Taïwan est gouverné de manière autonome depuis 1949, lorsque les nationalistes s'y sont réfugiés après leur défaite face aux communistes dans la guerre civile en Chine continentale.

\- Relations privilégiées avec les Etats-Unis -

Si, en 1979, les Etats-Unis ont établi des relations diplomatiques avec la République populaire de Chine, au détriment de Taïwan, ils sont restés son partenaire le plus important et son principal fournisseur d'armes.

M. Lai devrait renforcer davantage encore les liens en matière de défense avec Washington au cours de son mandat de quatre ans.

Le secrétaire d'Etat américain Antony Blinken a félicité M. Lai, dont l'investiture est, selon lui, le signe d'un "système démocratique résilient". Il a dit espérer que les Etats-Unis et Taipei puissent renforcer leurs relations et maintenir la "paix et la stabilité" dans la région du détroit de Taïwan.

En revanche, la Russie a accusé lundi Washington d'"envenimer la situation".

"Les forces séparatistes de l'île, soutenues par les pays occidentaux menés par les États-Unis, créent des circonstances destinées à semer la discorde entre les deux rives du détroit de Taïwan", a ainsi jugé la porte-parole du ministère russe des Affaires Étrangères Maria Zakharova.

Concomitamment, la Chine a dévoilé lundi de nouvelles sanctions contre trois entreprises américaines vendant des armes à Taïwan.

Et les avions des forces aériennes et les navires de guerre chinois maintiennent une présence quasi quotidienne autour de l’île.

Vers 19h00 heure locale (11h00 GMT), le ministère taïwanais de la Défense a annoncé que huit bâtiments de la marine chinoise avaient été détectés autour de Taïwan au cours des 13 dernières heures.

\- Défis intérieurs -

En signe de soutien, huit chefs d'Etat, des rares nations qui reconnaissent Taïwan, ont participé à la cérémonie d'investiture.

Plus de 40 autres pays, dont les États-Unis, le Japon et le Canada, ont également envoyé des délégations.

Taïwan a son propre gouvernement, son armée et sa monnaie et la majorité de ses 23 millions d’habitants se considèrent comme ayant une identité distincte de celle des Chinois.

"Je pense qu'il est préférable de ne pas être trop proche ni trop éloigné de la Chine.
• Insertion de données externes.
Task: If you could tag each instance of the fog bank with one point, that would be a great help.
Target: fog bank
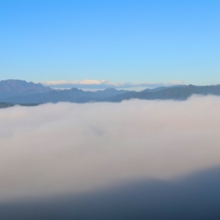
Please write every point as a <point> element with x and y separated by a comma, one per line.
<point>63,148</point>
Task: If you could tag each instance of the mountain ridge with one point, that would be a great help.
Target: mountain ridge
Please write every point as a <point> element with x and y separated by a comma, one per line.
<point>21,92</point>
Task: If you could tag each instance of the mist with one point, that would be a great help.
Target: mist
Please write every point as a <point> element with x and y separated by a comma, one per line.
<point>54,150</point>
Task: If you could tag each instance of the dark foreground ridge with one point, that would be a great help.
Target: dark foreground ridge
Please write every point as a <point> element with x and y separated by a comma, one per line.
<point>20,92</point>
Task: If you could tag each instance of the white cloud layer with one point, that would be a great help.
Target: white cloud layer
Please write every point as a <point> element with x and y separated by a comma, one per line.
<point>103,84</point>
<point>60,148</point>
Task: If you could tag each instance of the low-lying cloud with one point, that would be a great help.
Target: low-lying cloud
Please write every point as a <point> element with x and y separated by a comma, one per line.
<point>63,148</point>
<point>104,84</point>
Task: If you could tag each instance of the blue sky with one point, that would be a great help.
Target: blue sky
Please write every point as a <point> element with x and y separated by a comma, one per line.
<point>157,41</point>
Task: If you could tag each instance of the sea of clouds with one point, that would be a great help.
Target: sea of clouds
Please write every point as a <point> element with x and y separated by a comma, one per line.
<point>64,148</point>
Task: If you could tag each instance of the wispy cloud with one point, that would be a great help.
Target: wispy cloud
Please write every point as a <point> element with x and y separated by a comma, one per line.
<point>103,84</point>
<point>65,148</point>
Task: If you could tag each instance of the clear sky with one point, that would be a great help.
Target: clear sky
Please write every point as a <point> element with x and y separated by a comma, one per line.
<point>120,41</point>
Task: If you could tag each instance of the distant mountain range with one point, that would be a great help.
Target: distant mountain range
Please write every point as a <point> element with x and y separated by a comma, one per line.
<point>20,92</point>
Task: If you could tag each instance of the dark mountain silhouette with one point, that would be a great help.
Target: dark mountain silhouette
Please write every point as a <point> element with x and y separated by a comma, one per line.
<point>21,92</point>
Il est préférable de maintenir un sentiment de neutralité", a estimé Shen Yujen, 24 ans, qui accomplit son service militaire de quatre mois.

Au niveau national, M. Lai est confronté à un autre défi après que son parti a perdu la majorité au Parlement aux élections de janvier, ce qui signifie qu'il lui sera difficile de faire adopter sa politique.

De nombreux Taïwanais s’inquiètent moins de la menace d’un conflit que de la flambée des prix de l’immobilier, de la hausse du coût de la vie et de la stagnation des salaires.

M. Lai s'est engagé lundi à "accroître les investissements dans la société" et à faire en sorte que l'île devienne une "force pour la prospérité mondiale".